Türkiye açısından değerlendirir misiniz?

Türkiye ekonomisi açısından baktığımızda, enflasyonla mücadele çerçevesinde yükselen faizler ve değişmeye aday enflasyon beklentileri ile iç talepte gerilemeler izleyeceğiz. Büyüme açısından dış talebin, özellikle ihracat ve turizmin performansı önemli bir belirleyen olacak. Yaşadığımız yüksek enflasyon nedeniyle ülkemizin oldukça pahalı hale gelmesi ve döviz kurlarınki seviyelerin enflasyona göre değerli kalması birçok sektörün rekabet gücünü zorluyor. Bu çerçevede firmaların maliyetlerini aşağı çekecek başta ücretlerden alınan vergiler olmak üzere destek ve sübvansiyonların verilmesi, enerji maliyetlerinin düşürülmesi ve döviz kurlarının rekabetçi seviyede oluşması önemli ihtiyaçlar olarak karşımıza çıkıyor.

Makro dengeler, beklentiler hakkında neler söylemek istersiniz?

Mevcut politikaların devam etmesi durumunda gerek faizlerde yükselme, gerek ücretlerin bir kerelik artışı iç talebi önemli oranda bastırmaya aday görünüyor. İç talep bastırılabilirse döviz kurlarının enflasyona olan geçişkenliğini azaltması, ücret-kur-enflasyon sarmalından çıkılması kısmen mümkün olabilir.

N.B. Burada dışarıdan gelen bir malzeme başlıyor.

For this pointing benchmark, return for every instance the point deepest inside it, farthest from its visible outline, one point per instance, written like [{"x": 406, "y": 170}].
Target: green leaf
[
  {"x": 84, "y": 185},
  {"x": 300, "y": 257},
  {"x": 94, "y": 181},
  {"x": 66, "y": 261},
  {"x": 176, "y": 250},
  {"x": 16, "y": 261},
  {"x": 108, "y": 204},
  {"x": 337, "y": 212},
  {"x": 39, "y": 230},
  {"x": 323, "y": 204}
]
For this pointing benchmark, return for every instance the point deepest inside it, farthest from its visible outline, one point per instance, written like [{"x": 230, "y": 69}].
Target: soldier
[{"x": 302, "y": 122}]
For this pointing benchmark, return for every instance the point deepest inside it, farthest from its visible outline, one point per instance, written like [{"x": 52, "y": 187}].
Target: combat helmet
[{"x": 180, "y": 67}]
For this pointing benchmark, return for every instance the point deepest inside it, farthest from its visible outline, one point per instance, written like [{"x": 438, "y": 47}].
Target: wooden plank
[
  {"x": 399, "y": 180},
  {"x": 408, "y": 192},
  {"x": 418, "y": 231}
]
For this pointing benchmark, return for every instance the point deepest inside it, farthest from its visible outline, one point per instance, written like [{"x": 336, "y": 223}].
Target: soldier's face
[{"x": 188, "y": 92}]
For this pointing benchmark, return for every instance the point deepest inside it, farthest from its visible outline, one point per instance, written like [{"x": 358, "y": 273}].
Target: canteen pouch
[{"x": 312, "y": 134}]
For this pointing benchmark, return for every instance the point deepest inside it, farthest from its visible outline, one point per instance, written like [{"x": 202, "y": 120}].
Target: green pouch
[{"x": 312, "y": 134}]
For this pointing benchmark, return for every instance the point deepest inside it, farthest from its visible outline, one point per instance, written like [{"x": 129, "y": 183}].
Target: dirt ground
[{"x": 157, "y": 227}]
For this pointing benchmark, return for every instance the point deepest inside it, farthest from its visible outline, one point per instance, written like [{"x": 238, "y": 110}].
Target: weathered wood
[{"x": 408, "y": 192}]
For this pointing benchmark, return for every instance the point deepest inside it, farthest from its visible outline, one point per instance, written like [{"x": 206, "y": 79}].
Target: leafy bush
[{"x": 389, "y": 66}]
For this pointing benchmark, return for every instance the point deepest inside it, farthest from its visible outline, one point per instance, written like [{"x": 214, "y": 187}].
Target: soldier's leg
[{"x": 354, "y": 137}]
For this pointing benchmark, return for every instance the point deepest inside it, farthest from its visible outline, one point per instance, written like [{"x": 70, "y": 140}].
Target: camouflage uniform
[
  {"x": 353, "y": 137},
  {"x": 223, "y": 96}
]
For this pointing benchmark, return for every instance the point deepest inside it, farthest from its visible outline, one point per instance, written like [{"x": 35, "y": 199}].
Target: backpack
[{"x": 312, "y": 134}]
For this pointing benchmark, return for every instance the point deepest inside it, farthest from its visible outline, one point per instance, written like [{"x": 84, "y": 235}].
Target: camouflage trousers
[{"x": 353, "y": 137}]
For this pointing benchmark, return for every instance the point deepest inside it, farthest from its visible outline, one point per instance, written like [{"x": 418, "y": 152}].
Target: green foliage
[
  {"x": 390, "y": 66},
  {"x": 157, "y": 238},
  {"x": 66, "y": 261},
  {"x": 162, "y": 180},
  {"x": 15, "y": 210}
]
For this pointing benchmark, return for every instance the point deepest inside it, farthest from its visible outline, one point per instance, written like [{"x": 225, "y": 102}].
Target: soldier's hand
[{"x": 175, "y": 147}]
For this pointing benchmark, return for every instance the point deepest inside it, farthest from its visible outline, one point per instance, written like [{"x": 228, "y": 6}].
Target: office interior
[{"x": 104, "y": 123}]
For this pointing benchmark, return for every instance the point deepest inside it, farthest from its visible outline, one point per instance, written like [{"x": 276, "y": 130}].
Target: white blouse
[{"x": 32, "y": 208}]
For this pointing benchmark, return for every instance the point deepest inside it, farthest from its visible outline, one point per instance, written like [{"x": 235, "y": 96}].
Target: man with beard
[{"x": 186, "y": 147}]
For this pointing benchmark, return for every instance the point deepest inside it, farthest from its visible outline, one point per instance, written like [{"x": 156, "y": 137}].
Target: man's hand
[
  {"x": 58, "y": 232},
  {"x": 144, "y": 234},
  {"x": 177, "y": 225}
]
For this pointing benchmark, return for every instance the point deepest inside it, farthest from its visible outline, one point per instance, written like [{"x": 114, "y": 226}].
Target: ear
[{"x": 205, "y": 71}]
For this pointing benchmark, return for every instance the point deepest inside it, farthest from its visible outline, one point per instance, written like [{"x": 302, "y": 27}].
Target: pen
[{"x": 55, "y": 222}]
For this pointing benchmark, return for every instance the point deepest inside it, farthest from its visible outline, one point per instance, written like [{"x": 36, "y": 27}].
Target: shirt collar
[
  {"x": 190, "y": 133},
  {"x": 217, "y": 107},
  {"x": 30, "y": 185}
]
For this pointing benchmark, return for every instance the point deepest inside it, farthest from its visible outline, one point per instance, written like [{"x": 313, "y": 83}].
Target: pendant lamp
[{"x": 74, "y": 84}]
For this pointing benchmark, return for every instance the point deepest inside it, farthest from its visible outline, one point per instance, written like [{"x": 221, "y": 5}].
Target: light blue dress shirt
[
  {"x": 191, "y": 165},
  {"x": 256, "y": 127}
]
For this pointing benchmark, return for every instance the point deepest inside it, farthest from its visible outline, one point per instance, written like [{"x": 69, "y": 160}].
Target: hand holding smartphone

Burada önemli olan bir konu, iç talebi bastırma konusunda sadece ücretli çalışanlara değil toplumun tüm kesimlerine maliyeti eşit olarak dağıtacak politikalara da özen gösterilmesi olacak. İstikrar açısından bu durum çok önemli görünüyor. 2024 yılının ilk dokuz ayı bu çerçevede geçilebilirse, son çeyrekte faiz indirimleri, 2025 yılına ilişkin büyüme ve istikrar beklentilerini arttırabilir. Bu tahminlerimizde, içeride yerel seçimler sonrası siyasi ve jeopolitik olarak yeni risklerin ortaya çıkmayacağı, enflasyonla mücadele programı çerçevesinden çıkılmayacağı varsayımını yapıyoruz. Tersi durumda, makro dengeler ve beklentiler önemli oranda negatif yönde değişme potansiyeli taşır.